Трофимыч взял заготовку, повертел ее в руках, заглянул в чертеж.
— Да-а! — протянул. — Поколдовать треба. — И пошел к станку.
Отец подмигнул нам: дескать, не зевайте. Мы осторожно приблизились, стали в сторонке. Трофимыч и глазом не повел. Будто не видел. Он ощупывал заготовку, как врач больного ребенка. Крутил ее и так и этак. Потом вынул из станка резец, поднес к глазам.
— Негоже, — повернулся к парню. — Не так резец заточил. Он у тебя грызть и долбить металл станет. И выйдет деталь вся в пупырышках, как после оспы. А надо, чтоб как по маслу шло, играючи.
Взял резец, отошел к наждачному кругу. Долго затачивал, примеряясь то с одной, то с другой стороны. А когда новым резцом прикоснулся к заготовке, стружка пошла ровная, завилась синей змейкой. И поверхность после резца шла гладкая, блестящая, без задиринок. Внутренний венчик Трофимыч выбирал осторожно, едва касаясь руками рукояток.
— Как на гитаре играет, — не утерпел Боря.
— Мастер первой руки, — с гордостью сказал отец.
Трофимыч вынул готовую деталь, передал парню.
— Неси мастеру. Да осторожно. Не стукни случаем. Дай-ка лучше я сам.
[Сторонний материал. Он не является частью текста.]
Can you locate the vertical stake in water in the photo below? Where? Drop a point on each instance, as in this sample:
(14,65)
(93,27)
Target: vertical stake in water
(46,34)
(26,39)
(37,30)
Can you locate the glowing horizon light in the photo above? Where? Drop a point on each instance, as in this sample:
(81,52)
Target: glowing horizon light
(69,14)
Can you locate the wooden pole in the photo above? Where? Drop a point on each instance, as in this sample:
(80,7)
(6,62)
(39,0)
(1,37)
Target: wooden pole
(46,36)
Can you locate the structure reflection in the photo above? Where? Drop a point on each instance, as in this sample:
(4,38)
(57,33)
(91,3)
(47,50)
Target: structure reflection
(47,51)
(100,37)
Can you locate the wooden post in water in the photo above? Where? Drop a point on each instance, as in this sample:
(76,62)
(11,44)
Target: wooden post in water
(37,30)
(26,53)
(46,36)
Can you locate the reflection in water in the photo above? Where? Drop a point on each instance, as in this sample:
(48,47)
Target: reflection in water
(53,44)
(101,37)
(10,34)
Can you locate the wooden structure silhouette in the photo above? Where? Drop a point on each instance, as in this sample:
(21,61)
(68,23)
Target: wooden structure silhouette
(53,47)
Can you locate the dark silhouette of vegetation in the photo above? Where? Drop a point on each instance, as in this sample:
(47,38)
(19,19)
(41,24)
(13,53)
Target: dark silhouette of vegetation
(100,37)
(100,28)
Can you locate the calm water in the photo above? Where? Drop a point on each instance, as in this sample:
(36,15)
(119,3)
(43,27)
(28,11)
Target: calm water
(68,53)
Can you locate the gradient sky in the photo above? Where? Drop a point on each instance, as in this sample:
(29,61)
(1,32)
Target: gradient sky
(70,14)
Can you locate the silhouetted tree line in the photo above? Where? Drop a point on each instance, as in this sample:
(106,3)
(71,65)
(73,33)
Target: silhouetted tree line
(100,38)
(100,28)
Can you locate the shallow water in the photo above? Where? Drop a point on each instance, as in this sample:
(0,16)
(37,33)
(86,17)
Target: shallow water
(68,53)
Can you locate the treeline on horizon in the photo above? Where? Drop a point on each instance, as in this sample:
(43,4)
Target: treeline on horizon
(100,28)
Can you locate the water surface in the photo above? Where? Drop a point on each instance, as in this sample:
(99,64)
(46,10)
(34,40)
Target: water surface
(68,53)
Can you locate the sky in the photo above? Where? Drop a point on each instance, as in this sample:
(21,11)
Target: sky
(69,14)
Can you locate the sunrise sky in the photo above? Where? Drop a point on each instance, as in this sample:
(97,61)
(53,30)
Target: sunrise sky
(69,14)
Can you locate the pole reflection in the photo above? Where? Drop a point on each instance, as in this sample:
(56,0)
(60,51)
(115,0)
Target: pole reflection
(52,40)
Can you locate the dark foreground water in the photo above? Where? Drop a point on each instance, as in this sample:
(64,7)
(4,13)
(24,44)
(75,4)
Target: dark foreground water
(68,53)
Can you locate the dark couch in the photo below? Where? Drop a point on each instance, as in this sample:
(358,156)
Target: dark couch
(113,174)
Они ушли. А мы остались, удивленные виденным.
— А можно попробовать? — спросил я.
— Чего? — не понял отец.
— Поработать на станке. Чтобы самому почувствовать.
— А… Тут нельзя. Но есть у нас при цехе учебное отделение. Для практикантов. Там, я думаю, начальник цеха разрешит.
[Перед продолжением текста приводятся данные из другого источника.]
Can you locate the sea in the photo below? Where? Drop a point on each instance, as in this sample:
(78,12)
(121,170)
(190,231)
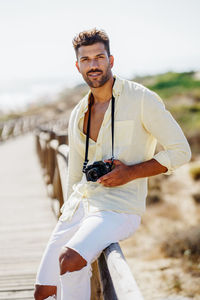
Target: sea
(19,95)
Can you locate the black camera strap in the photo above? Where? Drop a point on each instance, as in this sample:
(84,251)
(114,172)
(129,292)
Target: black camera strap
(88,132)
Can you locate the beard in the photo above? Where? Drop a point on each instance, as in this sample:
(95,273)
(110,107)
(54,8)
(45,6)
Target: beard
(100,81)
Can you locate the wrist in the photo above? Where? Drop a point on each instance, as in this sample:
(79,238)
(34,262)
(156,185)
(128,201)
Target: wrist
(132,172)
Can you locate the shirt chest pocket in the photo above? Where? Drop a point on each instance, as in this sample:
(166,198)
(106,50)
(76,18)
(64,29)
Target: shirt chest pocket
(124,132)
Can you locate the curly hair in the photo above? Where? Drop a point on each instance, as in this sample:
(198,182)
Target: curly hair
(90,37)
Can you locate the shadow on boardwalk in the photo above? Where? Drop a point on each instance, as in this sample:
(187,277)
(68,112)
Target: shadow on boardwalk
(26,219)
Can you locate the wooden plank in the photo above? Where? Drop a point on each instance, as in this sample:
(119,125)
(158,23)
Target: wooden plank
(26,218)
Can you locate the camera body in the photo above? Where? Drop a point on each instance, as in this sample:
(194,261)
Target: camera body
(97,169)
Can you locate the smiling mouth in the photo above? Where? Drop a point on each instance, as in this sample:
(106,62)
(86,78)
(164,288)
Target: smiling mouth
(94,74)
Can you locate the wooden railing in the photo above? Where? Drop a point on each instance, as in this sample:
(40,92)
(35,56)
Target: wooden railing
(111,276)
(15,127)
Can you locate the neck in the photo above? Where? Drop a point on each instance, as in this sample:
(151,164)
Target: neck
(103,93)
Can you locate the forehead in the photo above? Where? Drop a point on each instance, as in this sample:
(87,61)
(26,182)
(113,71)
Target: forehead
(91,50)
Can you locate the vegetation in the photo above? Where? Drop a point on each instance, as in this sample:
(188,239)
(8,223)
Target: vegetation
(169,84)
(181,94)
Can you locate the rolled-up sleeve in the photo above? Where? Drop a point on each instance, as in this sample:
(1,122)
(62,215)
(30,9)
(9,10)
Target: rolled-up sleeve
(160,123)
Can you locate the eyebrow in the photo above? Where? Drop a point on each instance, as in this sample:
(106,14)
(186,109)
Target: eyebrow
(82,57)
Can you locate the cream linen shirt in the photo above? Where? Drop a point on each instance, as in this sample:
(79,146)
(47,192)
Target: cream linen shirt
(140,121)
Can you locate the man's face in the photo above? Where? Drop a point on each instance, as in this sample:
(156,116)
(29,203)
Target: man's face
(94,64)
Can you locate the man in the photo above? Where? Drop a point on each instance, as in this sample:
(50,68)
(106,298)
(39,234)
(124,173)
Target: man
(108,210)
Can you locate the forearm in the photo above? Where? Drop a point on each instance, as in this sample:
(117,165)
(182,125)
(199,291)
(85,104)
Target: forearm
(145,169)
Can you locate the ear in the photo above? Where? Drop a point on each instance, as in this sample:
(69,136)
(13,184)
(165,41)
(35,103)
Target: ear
(111,59)
(77,66)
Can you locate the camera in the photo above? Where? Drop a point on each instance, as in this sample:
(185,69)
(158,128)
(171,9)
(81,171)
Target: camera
(97,169)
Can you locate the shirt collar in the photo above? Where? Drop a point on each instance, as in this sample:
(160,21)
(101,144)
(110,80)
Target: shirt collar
(117,89)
В учебном отделении нам показали принцип работы станка. Потом разрешили самим взяться за ручки управления. С помощью отца я закрепил заготовку, зажал резец и нажал на кнопку пуска. Станок ожил. Я почувствовал, что умная машина подчиняется мне, взглянул на отца и улыбнулся.
Борис стоял за спиной. Я подвинулся.
— На, пробуй.
Он взялся за рукоятку суппера куда увереннее, чем я. Снял несколько разноцветных стружек. Отец сменил его у станка и быстро закончил обработку детали. Потом повернулся ко мне:
— Возьми на память.
Когда стали отходить от станка, послышался обиженный голос:
— А мне?
Конечно, мы забыли о Тамаре. Но зато ей повезло больше, чем нам: самостоятельно закрепляла заготовку и дольше крутила ручками суппера.
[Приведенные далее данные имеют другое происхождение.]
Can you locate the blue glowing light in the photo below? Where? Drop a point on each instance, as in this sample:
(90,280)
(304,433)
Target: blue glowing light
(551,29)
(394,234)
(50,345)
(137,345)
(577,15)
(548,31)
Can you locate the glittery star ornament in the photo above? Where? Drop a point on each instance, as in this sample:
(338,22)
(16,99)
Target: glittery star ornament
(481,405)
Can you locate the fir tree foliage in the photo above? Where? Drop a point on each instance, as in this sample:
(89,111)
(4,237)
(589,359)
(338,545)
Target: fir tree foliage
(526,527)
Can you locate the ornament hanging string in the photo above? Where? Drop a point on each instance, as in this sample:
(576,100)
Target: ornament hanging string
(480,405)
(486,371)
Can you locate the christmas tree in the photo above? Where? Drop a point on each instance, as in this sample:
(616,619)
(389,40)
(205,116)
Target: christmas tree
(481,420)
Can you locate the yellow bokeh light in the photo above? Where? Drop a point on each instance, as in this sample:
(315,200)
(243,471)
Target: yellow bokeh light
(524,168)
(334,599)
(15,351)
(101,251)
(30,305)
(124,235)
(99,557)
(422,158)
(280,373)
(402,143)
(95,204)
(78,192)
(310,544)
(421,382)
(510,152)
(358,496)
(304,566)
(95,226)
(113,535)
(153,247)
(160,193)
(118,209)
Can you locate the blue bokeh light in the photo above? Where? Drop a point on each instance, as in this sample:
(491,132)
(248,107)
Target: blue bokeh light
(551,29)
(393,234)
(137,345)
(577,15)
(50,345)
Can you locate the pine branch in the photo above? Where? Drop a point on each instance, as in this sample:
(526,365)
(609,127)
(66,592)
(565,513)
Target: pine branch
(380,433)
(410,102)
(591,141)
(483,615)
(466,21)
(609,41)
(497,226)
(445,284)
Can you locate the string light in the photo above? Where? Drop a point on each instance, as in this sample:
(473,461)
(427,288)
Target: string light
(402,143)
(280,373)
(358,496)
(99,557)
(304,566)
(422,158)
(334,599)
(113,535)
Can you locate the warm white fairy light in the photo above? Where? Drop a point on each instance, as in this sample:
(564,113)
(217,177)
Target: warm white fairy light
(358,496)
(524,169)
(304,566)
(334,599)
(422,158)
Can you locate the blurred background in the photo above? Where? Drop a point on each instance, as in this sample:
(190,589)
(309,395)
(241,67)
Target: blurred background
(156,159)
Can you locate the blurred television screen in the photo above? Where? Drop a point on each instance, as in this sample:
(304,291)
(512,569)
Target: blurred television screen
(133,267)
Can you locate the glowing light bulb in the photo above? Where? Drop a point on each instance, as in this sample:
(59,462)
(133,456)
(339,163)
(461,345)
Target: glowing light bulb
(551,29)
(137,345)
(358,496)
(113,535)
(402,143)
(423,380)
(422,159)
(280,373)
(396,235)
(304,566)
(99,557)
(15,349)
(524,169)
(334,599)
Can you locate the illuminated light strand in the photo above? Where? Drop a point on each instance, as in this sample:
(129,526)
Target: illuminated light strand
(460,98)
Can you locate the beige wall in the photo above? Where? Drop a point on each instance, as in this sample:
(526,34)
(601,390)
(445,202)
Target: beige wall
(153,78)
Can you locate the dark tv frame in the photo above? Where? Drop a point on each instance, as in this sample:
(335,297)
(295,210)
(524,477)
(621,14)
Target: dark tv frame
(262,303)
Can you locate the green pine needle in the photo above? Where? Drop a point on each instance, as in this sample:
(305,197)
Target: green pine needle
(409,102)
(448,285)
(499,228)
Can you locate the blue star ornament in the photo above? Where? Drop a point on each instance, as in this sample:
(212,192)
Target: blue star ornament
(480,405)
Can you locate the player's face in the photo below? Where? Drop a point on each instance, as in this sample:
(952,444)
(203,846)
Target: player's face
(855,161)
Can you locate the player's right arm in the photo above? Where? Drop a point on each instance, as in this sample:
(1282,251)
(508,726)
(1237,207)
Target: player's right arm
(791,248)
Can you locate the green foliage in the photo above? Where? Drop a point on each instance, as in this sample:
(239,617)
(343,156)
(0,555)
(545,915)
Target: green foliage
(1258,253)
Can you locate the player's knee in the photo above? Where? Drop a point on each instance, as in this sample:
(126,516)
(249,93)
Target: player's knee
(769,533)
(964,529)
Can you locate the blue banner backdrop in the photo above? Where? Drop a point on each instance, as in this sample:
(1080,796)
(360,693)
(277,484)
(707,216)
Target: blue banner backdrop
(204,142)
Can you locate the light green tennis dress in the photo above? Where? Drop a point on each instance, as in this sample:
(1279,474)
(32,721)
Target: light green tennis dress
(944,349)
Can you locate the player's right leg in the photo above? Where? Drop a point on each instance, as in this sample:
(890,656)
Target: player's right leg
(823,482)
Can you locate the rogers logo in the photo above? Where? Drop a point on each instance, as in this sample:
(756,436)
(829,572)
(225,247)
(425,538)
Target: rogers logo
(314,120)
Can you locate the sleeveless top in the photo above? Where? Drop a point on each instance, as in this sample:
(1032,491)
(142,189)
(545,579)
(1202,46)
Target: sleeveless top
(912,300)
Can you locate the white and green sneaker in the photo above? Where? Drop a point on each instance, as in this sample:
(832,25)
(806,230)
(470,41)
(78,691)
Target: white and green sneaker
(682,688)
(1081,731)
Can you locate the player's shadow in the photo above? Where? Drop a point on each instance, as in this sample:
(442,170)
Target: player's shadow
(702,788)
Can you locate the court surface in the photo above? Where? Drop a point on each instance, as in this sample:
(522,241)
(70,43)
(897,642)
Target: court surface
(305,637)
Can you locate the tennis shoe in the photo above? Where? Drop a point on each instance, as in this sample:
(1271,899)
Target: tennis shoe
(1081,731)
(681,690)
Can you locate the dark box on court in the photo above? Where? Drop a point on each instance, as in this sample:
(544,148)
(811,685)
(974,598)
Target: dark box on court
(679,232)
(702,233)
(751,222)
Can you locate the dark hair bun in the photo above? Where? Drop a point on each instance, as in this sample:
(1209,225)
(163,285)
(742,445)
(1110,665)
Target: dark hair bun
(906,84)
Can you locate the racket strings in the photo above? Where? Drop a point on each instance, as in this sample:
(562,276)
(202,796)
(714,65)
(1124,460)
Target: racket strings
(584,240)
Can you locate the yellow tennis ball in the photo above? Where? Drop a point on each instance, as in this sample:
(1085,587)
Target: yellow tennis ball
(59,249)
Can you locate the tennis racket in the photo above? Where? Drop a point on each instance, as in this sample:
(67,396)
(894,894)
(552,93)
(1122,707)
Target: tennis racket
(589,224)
Выходил я из цеха зачарованный, Меня поразил не сам завод и не этот инструментальный цех. Меня поразило то, до чего же наивными и допотопными были мои представления о заводе, о жизни и труде рабочих.
А отец повел нас в механический цех. В огромном зале рядами стояли автоматические линии. Людей вовсе не видно. Царство станков. И все делалось само собой. Подавались заготовки, переключались скорости, сменялись, поворачиваясь, резцы, сходились и расходились супперы. И падали в металлические ящики готовые болты, гайки, шайбы. Наполняясь, тара двигалась в сборочный цех или на склад готовой продукции.
— Наладчик идет, — заметил отец.
Наладчик — совсем молодой паренек. Вытер руки паклей, поздоровался. Мы с Борей перемигнулись. Да это ж Виктор Горянов! Учился с нами в одной школе в старших классах. Был пионерским вожаком, потом комсоргом школы.
— Виктор! — осмелел я. — Не узнаешь, что ли? Вместе в ансамбле участвовали. Я еще на барабане играл.
Виктор поскреб в затылке:
— Вспомнил. Тебя потом попросили. Тебе медведь на ухо наступил.
Я не обиделся. Я просто завидовал Виктору, который этаким волшебником ходил среди станков. И к каждому прислушивался, как врач.
Мы побывали еще в литейном цехе, долго пробыли в сборочном, где ознакомились с работой конвейера, а оттуда прошли в заводоуправление.
Завод пленил меня, очаровал, предвосхитил все, что я мог себе вообразить.
— Какая красота! — только и сумел я сказать. Почему же была скрыта она от меня? Красота рабочего труда.
Я порывался задать отцу этот вопрос. Но вовремя удержался. Конечно, никто от меня ничего не скрывал. Просто мы, мальчишки, сами мало интересовались тем, где работают наши отцы и что они делают. А отцам и матерям не до нас. Устанут, намотаются за день, где уж тут разговоры разговаривать. Раньше я видел только одну сторону отцовского труда: знал, что отец приходил домой озабоченный и что по утрам вставал раньше всех и снова торопился на свой завод. Теперь я еще больше гордился отцом, его работой.